Available land for development is scarce, particularly in the two major urban areas of Majuro and Ebeye. Non-citizen investors must negotiate lease agreements directly with customary groups of landowners. Land may be leased in perpetuity with many leases having a term of 50 years, and options for renewal.  The Kwajalein land lease to the U.S. Government runs fifty years (to 2066) with an option to renew for another twenty years, for example. Mortgages against the title of land are not permitted, but commercial lease agreements and land lease payments may be used as collateral. There is limited written documentation of titles to land in the Marshall Islands, although local citizens generally know who controls each parcel of land on their particular atoll. In 2003, the Government of the Marshall Islands established a Land Registration Authority to create a voluntary register of customary land and establish a legal framework for recording documents related to ownership rights.

In the World Bank’s Doing Business 2020 report, the Marshall Islands rank 187th out of 190 countries for registering property.

Intellectual Property Rights

The Marshall Islands is not a member of the World Trade Organization, the World Intellectual Property Organization (WIPO), or any other international agreement on intellectual property rights. There is inadequate protection for intellectual property, patents, copyrights, and trademarks. The only intellectual property-related legislation relates to locally produced music recordings, and it has never been enforced.  The Marshall Islands are not listed on the USTR’s Special 301 Report, nor are they listed in the notorious market report. Pirated DVDs and CDs imported from off-island are readily available.

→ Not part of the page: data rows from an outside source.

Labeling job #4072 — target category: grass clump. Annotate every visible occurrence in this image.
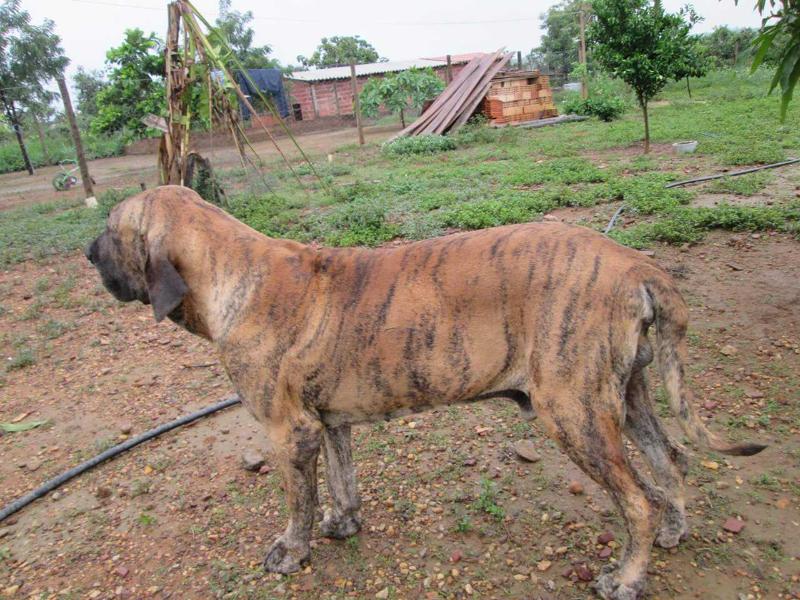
[381,135,456,156]
[706,172,774,196]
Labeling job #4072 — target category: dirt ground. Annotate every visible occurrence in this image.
[0,137,800,600]
[0,125,400,210]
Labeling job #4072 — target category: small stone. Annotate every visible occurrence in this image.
[722,517,744,533]
[597,531,616,546]
[536,560,553,572]
[242,448,266,472]
[514,440,542,462]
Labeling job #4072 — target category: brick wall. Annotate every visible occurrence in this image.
[287,63,466,121]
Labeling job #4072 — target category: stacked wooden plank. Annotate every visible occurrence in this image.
[392,50,511,139]
[483,71,558,125]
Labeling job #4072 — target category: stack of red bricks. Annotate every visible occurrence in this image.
[483,71,558,125]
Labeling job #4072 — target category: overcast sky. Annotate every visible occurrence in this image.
[22,0,759,85]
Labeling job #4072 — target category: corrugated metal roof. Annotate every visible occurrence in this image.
[289,58,446,82]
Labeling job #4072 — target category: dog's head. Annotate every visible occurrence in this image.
[85,193,189,321]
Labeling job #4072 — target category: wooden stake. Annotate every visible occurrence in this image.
[350,62,364,146]
[57,77,94,198]
[578,8,589,99]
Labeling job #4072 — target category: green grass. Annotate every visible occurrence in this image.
[0,71,800,264]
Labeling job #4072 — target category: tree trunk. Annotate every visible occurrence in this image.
[31,113,53,165]
[0,90,33,175]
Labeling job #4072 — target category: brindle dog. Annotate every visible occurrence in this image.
[86,186,763,600]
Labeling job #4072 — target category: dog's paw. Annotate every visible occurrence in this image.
[319,509,361,540]
[264,536,310,575]
[656,515,689,548]
[593,573,644,600]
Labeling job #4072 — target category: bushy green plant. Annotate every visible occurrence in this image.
[382,135,456,156]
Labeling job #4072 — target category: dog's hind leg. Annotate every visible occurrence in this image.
[320,425,361,539]
[264,403,323,573]
[532,381,665,600]
[625,370,688,548]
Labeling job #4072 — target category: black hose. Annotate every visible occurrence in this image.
[664,158,800,189]
[0,394,241,523]
[603,158,800,235]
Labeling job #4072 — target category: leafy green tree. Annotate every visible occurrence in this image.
[752,0,800,121]
[297,35,386,69]
[216,0,279,69]
[0,0,69,175]
[587,0,698,153]
[358,67,444,127]
[528,0,592,75]
[72,67,106,117]
[91,29,166,136]
[698,25,757,67]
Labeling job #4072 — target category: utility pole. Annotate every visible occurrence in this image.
[350,62,364,146]
[578,5,589,100]
[57,76,94,198]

For additional information about national laws and points of contact at local IP offices, please see WIPO’s country profiles at http://www.wipo.int/directory/en/ .

6. Financial Sector

Capital Markets and Portfolio Investment

There are no stock exchanges or financial regulatory institutions in the country.

Money and Banking System

There are currently two banks with branches in the Marshall Islands. The Bank of Guam is a publicly owned U.S. company with its headquarters in Guam. It complies with all U.S. regulations and is FDIC-insured. The Bank of the Marshall Islands is a privately-owned Marshallese company with headquarters in Majuro.

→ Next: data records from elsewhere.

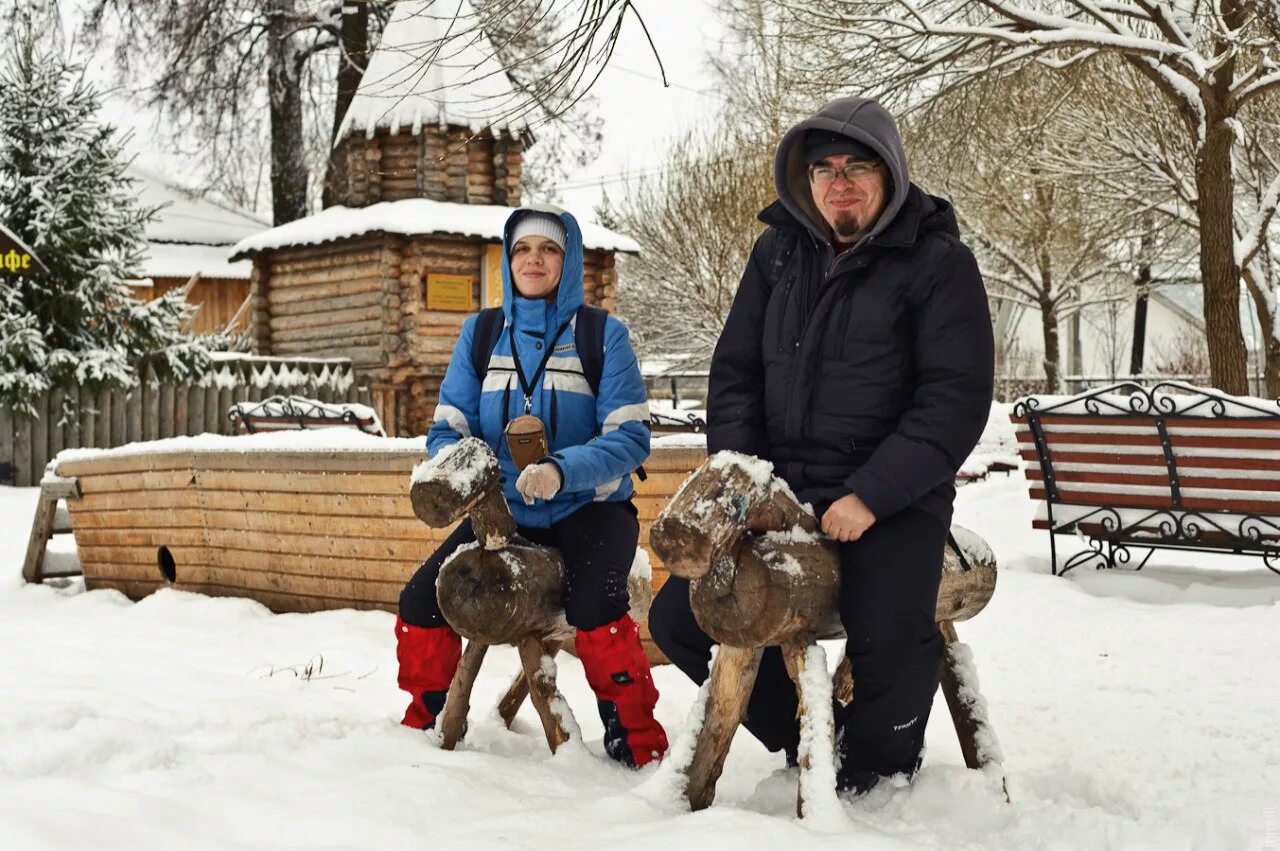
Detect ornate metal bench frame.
[1014,381,1280,576]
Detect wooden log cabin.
[232,1,639,436]
[127,163,270,334]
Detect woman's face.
[511,235,564,298]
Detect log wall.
[334,127,524,207]
[58,448,705,658]
[251,234,617,436]
[150,278,250,334]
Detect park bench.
[1011,381,1280,575]
[227,395,387,438]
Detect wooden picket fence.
[0,356,371,488]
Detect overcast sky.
[63,0,722,225]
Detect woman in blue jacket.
[396,207,667,767]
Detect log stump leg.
[498,641,561,729]
[518,636,577,754]
[438,641,489,750]
[831,650,854,706]
[782,642,838,819]
[685,645,764,811]
[938,621,1010,801]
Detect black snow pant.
[399,500,640,630]
[649,505,947,775]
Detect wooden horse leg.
[685,645,764,810]
[782,642,852,819]
[518,636,577,754]
[438,641,489,750]
[831,650,854,706]
[938,621,1010,801]
[498,641,561,729]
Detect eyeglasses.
[809,160,882,186]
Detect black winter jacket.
[708,99,993,523]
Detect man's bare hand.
[822,494,876,541]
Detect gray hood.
[773,97,911,249]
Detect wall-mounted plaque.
[426,275,475,314]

Foreign Exchange and Remittances

Foreign Exchange

The government does not impose any restrictions on converting or transferring funds associated with an investment. The Marshall Islands uses the U.S. dollar as its official currency, and there is no central bank. There are no official remittance policies and no restrictions on foreign exchange transactions. There have been no reported difficulties in obtaining foreign exchange as the vast majority of funds are denominated in U.S. dollars.

Remittance Policies

While the government encourages reinvestment of profits locally, there are no laws restricting repatriation of profits, dividends, or other investment capital acquired in the Marshall Islands. To comply with international money laundering commitments, cash transactions and transfers exceeding USD 10,000 are reported by the banks to the Banking Commission, which monitors this information and has the authority to investigate financial records when necessary. To date, however, the country has not successfully prosecuted any money laundering cases.

Sovereign Wealth Funds

The Marshall Islands has no sovereign wealth fund (SWF) or asset management bureau (AMB), but the Compact of Free Association established a Trust Fund for the Marshall Islands that is independently overseen by a committee composed of the United States, Taiwan, and Marshall Islands representatives.